- Elliot Chihambakwe, of Gutu, also used his Facebook page to write a manifesto of change, demanding that Zimbabweans grow courage and “fix tomorrow for our children.”
One of the Chivhu gunmen who shot dead a soldier was a Democratic Republic of Congo war veteran who often spoke of “freeing Zimbabwe”, according to friends and family.
Elliot Chihambakwe, of Gutu, also used his Facebook page to write a manifesto of change, demanding that Zimbabweans grow courage and “fix tomorrow for our children.”
Chihambakwe, 45, and his 20-year-old neighbour Ephain Jani were shot dead on September 6, a day after the killing of Lance Corporal Lorance Mupanganyama and wounding of Corporal Peter Zvirevo inside a small police cabin in Chivhu town.
The motive for the attack remains unknown.
Chihambakwe and Jani were buried in Mukandatsama Village under Chief Mazuru on September 10 after being shot by a joint army and police team in a bush about 20km out of Chivhu town.
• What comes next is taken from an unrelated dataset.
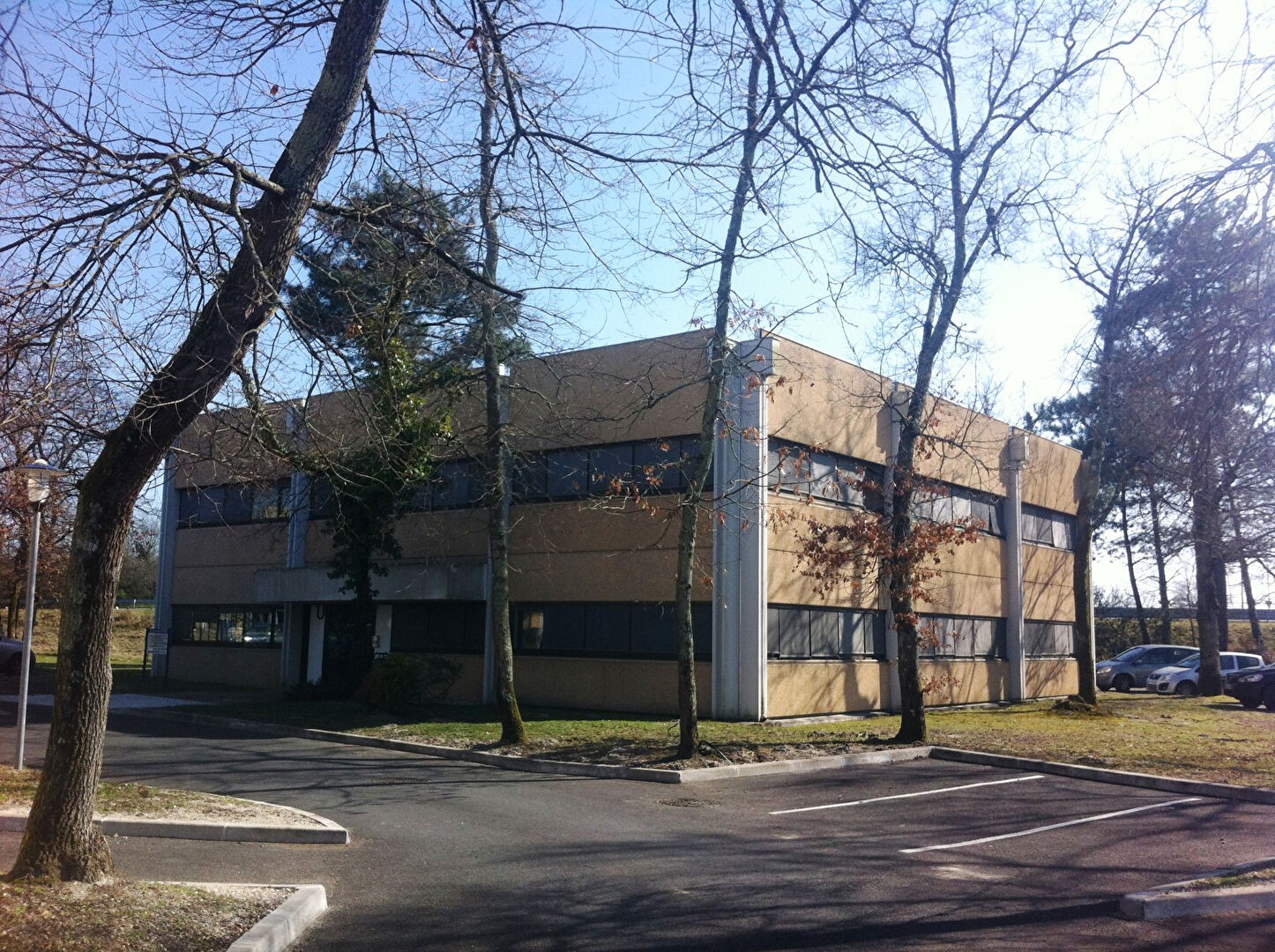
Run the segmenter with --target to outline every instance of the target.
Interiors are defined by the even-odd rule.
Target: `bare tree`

Friends and family have said that Chihambakwe quit the army in 2008 at the height of a major economic crisis in Zimbabwe, and spent at least two years in Cape Town, South Africa, working as a security guard.
They say the married father-of-two harboured deep anger over the mismanagement of Zimbabwe by the Zanu PF government.
“He always told us that he would one day free Zimbabwe and cause an uprising,” a friend who lived with Chihambakwe in Cape Town said, asking not to be named.
“We never took him seriously.”
On Facebook, Chihambakwe often wrote about his struggles fending for his young family. The posts began in 2012, when he joined Facebook, and then stopped suddenly in November 2017 – just days before a military coup that ousted the late former leader Robert Mugabe.
“Thanks to our cowardice, fear, we will die in suffering like strangers in the land of our fathers,” he wrote in November 2013.
“Until when will the people of Zimbabwe eat the scabs of their wounds while the nation’s wealth is enjoyed by a few? Until when dear friends will you live in those foreign countries where you are when you have your own country? Let’s fix tomorrow for our children,” he said in a November 2012 post.
Chihambakwe also said it was “better to die fighting for prosperity than to die in poverty.”
It remains unclear if his anger over the economic conditions in Zimbabwe led to the fateful September 5 incident, which would end with him and his young neighbour dead before their bodies were publicly paraded in Chivhu on the back of an open top police truck.
According to police, the two soldiers Zvirevo and Mupanganyama patrolled the streets of Chivhu starting at 8AM in the company of four police officers in a joint operation enforcing coronavirus lockdown regulations. The soldiers were armed with AK47 rifles.
They then returned to a police base near a Chicken Inn fast food outlet – a one-room cabin.
While at the police base, police said a man wearing a green face mask, a black bomber jacket, tattered blue jean trousers and black safety shoes approached and signalled Mupanganyama to meet him outside.
Mupanganyama, according to the police, had assumed that the man summoning him was his superior, and was furious when the man introduced himself as a former soldier. He stormed off and went back inside the police base.
“The purported ex-member followed the deceased into the police base talking to the deceased on top of his voice. All of a sudden, the other accused approached at the entrance of the police base and without saying anything he produced a corked pistol and started firing directly at the two army members,” a police report of the incident said.
Chihambakwe and Jani reportedly took the two AK47 rifles and four fully-charged magazines loaded with 30 rounds each before walking out of the police base while pointing the rifles in the air.
“People started running in different directions for their safety. The accused persons ran away to a nearby bush east of the police base and disappeared,” police recorded.
Mupanganyama was shot three times. The fatal shot was on the nose with the bullet going through his head.
Zvirevo, who remains hospitalised in a critical condition, was shot six times – twice on the left hand, once in the abdomen and he also had three gunshot wounds to the back.
The two gunmen were tracked down by police and soldiers and located in the bush on September 6. Police said in an exchange of gunfire, Chihambakwe and Jani shot an army commando in the leg before they were outgunned and killed.
A relative of Chihambakwe, speaking by phone, said the former soldier lived at the village in Gutu with his wife and children.
He said it remains unclear how he and Jani ended up in Chivhu. He dismissed suggestions that the two were panning for gold in the area.
Police had not given the family details of the altercation at the police base, which some reports claimed may have been over a woman.